Erkenntnisinteressen
Kann es einzelnen Instituten gelingen, die steuerlichen Risiken beherrschbar zu machen bzw. Ausnahmegenehmigungen zu erhalten?
Welche Grenzen sind bisher bekannt?
Kulturelle Grenzen
- Unverständnis, das nach den umfassenden Freiheiten der Corona-Auflagen die Home-Office-Möglichkeiten in ausländischen Wohnstaaten durch die Vorgaben bzw. Weitergeltung des deutschen Sozialversicherungsrechts wieder eingeschränkt sind
- Trotzdem geduldete Praxis
- Gleichberechtigungsdebatten
Arbeitsrechtliche Grenzen
- Keine bekannt
Steuerrechtliche Grenzen
- Lohnsteuerrecht und Gefahr der Begründung einer Betriebsstätte im Ausland.
- Immer Einzelfallprüfung erforderlich -> hat Auswirkungen auf Aufwand/Ressourcen in HR und bei Steuerrechts-Kollegen
Sozialversicherungsrechtliche Grenzen
- Grenzüberschreitende Tätigkeiten in Telearbeit unterliegen grundsätzlich der Sozialversicherung des Mitgliedstaates der EU, an dem sich die Person und der Laptop befindet.1
- Ausnahmen bestehen für sog. Entsendungen (inkl. „workation“) und die regelmäßige Beschäftigung in zwei oder mehr Mitgliedstaaten.
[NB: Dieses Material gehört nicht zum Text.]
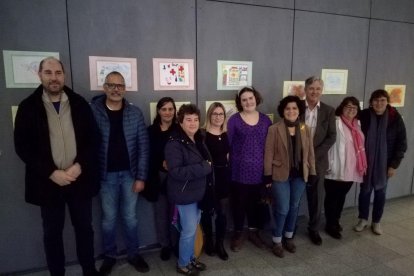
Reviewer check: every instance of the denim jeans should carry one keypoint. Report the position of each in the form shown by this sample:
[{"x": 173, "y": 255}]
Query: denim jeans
[
  {"x": 189, "y": 218},
  {"x": 53, "y": 218},
  {"x": 364, "y": 201},
  {"x": 286, "y": 199},
  {"x": 116, "y": 194}
]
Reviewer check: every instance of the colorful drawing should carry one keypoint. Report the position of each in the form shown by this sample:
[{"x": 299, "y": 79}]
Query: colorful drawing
[
  {"x": 294, "y": 88},
  {"x": 173, "y": 74},
  {"x": 233, "y": 75},
  {"x": 397, "y": 94},
  {"x": 153, "y": 109},
  {"x": 99, "y": 67},
  {"x": 21, "y": 67},
  {"x": 335, "y": 81}
]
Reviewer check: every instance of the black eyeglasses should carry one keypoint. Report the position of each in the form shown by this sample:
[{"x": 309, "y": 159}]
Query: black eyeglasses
[{"x": 112, "y": 86}]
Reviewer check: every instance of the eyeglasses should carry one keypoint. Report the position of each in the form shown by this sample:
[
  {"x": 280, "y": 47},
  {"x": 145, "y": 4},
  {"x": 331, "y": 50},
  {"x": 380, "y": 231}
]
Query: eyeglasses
[
  {"x": 351, "y": 107},
  {"x": 217, "y": 114},
  {"x": 112, "y": 86}
]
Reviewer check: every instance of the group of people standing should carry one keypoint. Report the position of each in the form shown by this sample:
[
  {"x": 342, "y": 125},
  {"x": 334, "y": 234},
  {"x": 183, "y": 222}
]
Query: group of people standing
[{"x": 191, "y": 173}]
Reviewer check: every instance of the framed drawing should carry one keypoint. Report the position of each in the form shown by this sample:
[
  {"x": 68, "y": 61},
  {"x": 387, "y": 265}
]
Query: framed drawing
[
  {"x": 173, "y": 74},
  {"x": 229, "y": 106},
  {"x": 397, "y": 94},
  {"x": 233, "y": 75},
  {"x": 153, "y": 109},
  {"x": 335, "y": 81},
  {"x": 294, "y": 88},
  {"x": 99, "y": 67},
  {"x": 21, "y": 67}
]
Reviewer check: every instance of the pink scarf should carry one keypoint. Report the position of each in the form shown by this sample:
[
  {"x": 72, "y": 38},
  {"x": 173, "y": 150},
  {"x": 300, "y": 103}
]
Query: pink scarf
[{"x": 358, "y": 144}]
- Arbeitet eine Grenzgängerin regelmäßig 25% der Gesamttätigkeit oder mehr vom Wohnsitz aus (klassisches „Home-Office“), unterliegt die gesamte Tätigkeit grds. der Sozialversicherung des Wohnmitgliedstaats, bei weniger als 25% „Home-Office“ der Sozial- versicherung des Mitgliedstaats, in dem der Arbeitgeber seinen Sitz hat.
- Ab 1. Juli 2023 kann aufgrund einer Rahmen-Vereinbarung einiger Mitgliedstaaten der EU auf Antrag auch bei Homeoffice von Grenzgänger*innen von bis zu unter 50% das Recht des Mitgliedstaats, in dem der Arbeitgeber seinen Sitz hat, für anwendbar erklärt werden. Konkret bedeutet das bis 24,99 %: Mitarbeitende müssen Antrag auf Feststellung des anzuwendenden SV-Rechts bei zuständiger Behörde im Wohnsitzstaat stellen. Bei einer multilateralen Rahmenvereinbarung (25 - 49,99 %) muss die Antragstellung über Arbeitgeber (Prüfung der Voraussetzungen!) erfolgen
Tarifvertragliche Grenzen
- Keine bekannt
Gesundheitliche Grenzen
- Keine bekannt
Sonstige Grenzen
- Gefahr der Gründung einer ausländischen Betriebsstätte mit der Konsequenz einer evtl. Bilanzierungspflicht
Ortsflexible und attraktive Arbeitsmöglichkeiten (OaA)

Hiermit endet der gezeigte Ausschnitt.